Laraviere-Steele alleges that "Safelite and Byrd discriminated against [her] by subjecting her to a sexually hostile work environment because of her sex, and by discharging [her] in retaliation for complaining about her sexually hostile work environment." She also claims that the company and Byrd "intentionally and/or negligently inflicted emotional distress upon Laraviere-Steele throughout the foregoing acts." Steele claims he suffered "loss of consortium" as a result of the alleged events.
While the company admits that Laraviere-Steele, who worked in human resources at the company’s Enfield facility and reported to Byrd, was released from her job in March 2008, the company denies the allegations that her employment was terminated “in retaliation for complaining about her [alleged] sexually hostile work environment.” The company and Byrd also deny claims that Laraviere-Steele was “subject[ed] to a sexually hostile work environment because of her sex …,” among the other allegations in the case.
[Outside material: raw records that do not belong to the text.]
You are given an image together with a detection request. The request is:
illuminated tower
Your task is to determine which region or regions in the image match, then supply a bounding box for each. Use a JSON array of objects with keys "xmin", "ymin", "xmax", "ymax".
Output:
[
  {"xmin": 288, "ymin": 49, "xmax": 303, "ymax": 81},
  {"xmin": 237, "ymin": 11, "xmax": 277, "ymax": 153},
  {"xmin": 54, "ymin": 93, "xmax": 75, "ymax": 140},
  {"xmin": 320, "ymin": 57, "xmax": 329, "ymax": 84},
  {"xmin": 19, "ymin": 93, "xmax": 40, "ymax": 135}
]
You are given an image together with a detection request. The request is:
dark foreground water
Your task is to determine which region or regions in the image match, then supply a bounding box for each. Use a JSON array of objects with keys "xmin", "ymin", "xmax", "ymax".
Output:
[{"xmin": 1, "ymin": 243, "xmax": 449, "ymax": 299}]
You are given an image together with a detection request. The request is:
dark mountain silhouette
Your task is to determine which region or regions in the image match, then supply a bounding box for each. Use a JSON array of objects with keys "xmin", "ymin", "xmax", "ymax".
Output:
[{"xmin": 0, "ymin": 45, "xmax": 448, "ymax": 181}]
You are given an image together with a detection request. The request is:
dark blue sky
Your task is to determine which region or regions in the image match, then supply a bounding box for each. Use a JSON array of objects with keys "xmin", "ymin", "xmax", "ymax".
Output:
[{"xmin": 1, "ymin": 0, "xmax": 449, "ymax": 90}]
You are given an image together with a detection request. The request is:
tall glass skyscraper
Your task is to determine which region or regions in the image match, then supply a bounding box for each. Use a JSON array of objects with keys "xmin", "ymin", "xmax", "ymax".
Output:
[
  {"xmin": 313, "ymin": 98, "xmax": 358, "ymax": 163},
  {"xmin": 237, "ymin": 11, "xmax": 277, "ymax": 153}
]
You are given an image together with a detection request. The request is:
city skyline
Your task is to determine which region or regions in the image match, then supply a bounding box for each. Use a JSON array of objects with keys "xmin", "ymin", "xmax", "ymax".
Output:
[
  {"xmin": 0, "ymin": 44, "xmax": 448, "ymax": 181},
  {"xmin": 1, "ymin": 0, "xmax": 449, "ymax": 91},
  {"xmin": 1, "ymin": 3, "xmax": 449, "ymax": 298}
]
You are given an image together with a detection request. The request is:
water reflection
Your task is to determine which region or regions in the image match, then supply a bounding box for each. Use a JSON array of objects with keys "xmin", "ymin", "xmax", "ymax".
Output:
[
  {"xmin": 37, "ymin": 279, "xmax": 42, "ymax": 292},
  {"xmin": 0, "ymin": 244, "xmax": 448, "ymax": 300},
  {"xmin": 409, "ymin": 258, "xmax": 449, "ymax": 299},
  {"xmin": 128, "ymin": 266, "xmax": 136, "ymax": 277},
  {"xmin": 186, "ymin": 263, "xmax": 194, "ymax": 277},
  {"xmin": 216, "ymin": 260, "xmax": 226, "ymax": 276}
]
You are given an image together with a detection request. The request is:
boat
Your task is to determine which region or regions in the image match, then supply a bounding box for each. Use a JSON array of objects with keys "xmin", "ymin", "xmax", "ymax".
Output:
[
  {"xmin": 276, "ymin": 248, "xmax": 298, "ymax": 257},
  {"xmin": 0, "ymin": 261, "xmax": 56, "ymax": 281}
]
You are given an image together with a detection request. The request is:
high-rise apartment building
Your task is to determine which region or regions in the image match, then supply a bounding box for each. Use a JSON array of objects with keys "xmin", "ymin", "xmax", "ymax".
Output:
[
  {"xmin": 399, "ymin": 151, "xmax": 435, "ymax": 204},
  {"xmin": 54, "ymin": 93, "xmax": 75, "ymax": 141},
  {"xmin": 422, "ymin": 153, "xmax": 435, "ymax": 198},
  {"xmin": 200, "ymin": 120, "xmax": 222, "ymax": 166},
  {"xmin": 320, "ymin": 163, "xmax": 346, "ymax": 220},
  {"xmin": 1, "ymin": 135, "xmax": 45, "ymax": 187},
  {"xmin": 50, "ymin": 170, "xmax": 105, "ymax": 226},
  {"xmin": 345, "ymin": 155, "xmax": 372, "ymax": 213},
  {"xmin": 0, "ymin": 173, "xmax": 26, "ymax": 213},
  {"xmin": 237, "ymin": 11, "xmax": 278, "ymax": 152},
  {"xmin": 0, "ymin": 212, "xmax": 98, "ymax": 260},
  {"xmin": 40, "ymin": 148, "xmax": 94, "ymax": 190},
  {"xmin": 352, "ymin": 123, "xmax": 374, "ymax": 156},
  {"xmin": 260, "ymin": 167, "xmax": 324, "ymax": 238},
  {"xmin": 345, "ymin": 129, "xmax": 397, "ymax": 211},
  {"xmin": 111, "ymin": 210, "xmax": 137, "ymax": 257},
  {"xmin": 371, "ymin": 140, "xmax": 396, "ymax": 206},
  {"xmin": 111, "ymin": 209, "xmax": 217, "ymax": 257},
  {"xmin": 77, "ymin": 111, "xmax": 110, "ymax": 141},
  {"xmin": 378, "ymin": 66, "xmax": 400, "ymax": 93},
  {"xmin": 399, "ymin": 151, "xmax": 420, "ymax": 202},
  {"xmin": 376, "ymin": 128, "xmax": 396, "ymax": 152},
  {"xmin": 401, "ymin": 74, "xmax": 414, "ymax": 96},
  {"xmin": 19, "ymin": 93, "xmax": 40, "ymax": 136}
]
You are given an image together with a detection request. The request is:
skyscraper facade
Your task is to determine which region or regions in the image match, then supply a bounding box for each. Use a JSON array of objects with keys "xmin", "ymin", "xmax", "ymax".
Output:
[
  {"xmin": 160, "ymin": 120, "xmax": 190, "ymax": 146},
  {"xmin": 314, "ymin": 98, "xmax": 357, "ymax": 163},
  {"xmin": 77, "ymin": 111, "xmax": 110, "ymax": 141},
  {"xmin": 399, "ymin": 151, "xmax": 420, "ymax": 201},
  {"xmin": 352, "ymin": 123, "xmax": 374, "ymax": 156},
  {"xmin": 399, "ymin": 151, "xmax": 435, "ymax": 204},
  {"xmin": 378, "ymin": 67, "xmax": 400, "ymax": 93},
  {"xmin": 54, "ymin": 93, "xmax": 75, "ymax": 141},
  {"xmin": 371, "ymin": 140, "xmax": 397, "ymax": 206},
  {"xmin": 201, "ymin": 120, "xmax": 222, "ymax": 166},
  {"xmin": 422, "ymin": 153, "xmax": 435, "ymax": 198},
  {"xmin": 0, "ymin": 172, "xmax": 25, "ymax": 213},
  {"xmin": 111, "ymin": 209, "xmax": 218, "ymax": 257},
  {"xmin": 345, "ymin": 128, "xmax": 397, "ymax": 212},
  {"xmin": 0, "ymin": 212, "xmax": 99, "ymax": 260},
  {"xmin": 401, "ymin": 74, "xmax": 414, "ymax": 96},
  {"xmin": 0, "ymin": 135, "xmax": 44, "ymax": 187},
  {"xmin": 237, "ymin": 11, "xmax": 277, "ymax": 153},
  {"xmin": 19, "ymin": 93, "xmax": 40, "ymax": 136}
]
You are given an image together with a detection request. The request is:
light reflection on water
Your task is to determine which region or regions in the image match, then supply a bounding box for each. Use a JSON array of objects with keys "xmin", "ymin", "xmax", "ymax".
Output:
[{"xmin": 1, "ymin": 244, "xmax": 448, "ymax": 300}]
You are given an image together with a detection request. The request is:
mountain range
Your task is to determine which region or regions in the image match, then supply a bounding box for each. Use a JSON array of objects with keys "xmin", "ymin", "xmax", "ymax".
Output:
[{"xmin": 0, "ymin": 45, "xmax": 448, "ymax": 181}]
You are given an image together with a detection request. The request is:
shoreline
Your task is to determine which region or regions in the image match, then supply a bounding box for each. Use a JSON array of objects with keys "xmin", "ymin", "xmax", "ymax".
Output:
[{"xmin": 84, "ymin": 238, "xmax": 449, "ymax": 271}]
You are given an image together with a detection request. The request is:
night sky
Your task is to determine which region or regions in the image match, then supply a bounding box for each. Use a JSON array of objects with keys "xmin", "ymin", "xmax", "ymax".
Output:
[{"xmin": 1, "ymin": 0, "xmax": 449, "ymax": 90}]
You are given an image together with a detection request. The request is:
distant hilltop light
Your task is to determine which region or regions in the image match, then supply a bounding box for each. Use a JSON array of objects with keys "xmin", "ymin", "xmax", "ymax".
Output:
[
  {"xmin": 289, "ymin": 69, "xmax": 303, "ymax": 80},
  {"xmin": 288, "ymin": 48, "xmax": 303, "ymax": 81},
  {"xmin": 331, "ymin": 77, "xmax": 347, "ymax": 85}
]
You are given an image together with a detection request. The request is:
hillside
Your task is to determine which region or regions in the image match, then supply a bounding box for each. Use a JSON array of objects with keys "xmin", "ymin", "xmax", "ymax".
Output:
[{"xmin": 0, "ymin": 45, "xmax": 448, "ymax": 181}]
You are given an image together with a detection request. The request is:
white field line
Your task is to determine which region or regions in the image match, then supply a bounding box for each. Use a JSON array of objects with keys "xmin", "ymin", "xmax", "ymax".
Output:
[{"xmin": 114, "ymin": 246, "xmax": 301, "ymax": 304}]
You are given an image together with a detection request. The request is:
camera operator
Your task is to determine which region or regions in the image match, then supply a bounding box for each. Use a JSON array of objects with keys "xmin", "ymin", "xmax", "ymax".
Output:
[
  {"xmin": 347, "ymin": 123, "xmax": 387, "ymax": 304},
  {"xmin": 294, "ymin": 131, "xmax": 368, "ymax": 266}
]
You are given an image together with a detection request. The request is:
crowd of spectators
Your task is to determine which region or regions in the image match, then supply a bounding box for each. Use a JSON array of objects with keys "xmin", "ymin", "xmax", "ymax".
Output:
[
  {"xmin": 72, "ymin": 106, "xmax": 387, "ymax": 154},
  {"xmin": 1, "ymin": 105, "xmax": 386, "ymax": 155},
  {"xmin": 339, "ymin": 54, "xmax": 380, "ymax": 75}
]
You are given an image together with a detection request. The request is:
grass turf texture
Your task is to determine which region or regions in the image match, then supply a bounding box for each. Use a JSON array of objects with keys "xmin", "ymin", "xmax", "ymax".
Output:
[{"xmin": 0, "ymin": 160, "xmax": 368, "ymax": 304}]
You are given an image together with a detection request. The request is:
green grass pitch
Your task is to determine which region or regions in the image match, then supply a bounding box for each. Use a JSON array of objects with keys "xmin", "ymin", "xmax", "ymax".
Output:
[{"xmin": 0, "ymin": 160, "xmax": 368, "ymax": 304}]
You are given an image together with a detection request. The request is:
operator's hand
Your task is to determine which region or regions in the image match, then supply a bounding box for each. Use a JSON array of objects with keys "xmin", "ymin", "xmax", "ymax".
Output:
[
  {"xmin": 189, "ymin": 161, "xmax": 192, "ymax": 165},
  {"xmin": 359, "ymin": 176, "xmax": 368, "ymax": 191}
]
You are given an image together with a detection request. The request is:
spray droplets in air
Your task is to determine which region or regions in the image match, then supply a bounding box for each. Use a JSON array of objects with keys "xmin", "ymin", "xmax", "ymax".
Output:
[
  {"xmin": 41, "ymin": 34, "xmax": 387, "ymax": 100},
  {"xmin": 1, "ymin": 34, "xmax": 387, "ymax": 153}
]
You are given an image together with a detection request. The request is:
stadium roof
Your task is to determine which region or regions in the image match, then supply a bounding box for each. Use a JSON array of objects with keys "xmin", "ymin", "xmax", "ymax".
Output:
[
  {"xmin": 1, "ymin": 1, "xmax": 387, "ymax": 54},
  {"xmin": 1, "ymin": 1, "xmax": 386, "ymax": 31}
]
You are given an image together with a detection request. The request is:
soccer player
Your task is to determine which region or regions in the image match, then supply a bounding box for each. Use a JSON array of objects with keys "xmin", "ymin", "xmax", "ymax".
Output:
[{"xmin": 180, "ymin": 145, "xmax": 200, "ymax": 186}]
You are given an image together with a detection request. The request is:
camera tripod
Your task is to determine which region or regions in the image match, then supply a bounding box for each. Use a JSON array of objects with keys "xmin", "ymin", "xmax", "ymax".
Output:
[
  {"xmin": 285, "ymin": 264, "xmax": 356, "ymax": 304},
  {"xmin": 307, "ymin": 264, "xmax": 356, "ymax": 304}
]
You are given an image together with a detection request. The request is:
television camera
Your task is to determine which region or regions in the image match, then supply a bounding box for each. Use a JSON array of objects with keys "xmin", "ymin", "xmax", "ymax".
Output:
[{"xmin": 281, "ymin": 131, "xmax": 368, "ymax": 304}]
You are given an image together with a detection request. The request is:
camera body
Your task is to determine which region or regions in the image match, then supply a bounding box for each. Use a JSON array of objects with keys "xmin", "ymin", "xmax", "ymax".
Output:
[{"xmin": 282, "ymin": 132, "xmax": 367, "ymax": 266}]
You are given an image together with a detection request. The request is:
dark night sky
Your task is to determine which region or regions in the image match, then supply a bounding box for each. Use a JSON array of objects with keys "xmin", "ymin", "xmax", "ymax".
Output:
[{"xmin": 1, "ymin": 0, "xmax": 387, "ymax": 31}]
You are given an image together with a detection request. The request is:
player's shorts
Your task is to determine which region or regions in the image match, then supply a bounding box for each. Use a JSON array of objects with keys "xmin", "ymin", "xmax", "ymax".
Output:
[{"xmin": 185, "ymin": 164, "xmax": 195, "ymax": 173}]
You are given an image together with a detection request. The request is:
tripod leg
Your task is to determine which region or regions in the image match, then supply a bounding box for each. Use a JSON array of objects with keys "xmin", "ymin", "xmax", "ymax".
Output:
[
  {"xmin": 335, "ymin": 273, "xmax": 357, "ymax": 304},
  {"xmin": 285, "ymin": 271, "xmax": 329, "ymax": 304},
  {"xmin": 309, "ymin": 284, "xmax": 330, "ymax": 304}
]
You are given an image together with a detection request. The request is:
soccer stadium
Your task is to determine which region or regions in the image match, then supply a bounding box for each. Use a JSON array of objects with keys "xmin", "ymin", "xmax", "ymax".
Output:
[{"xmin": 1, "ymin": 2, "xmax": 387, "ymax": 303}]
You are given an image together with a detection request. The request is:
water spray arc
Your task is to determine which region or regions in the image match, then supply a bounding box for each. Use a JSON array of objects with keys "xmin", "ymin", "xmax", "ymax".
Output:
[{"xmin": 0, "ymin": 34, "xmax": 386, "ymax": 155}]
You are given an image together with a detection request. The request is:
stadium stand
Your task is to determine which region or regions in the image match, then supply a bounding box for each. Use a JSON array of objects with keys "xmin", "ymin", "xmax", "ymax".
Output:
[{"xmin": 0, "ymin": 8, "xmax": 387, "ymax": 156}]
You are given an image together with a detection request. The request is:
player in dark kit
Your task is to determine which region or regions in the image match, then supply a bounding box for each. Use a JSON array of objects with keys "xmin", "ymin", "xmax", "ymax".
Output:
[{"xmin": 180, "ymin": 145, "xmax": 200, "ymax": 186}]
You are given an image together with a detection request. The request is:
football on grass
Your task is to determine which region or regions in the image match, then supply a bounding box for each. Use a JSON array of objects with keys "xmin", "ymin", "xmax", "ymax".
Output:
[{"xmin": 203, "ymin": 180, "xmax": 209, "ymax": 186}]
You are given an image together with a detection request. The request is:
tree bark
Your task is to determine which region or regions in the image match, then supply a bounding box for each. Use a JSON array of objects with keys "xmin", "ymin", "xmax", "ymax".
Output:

Safelite and Byrd also allege that the plaintiffs’ claims are barred “because all decisions and actions toward Laraviere-Steele were taken in good faith and for legitimate, non-retaliatory, non-discriminatory reasons,” and that she “failed to advise [Safelite and Byrd] of any claims of a hostile work environment or sexual discrimination … ”
“ … [Laraviere-Steele] failed to pursue internal procedures to remedy any such complaints or problems,” write the defendants. “Had [she] utilized these procedures, some or all of the harm allegedly suffered would have been prevented.”
Safelite and Byrd are represented by Murchison, Taylor and Gibson PLLC of Wilmington, N.C., and Vorys, Sater, Seymour and Pease LLP of Columbus, Ohio.
A trial in the case has been scheduled tentatively for February 2012 in Wilmington, N.C.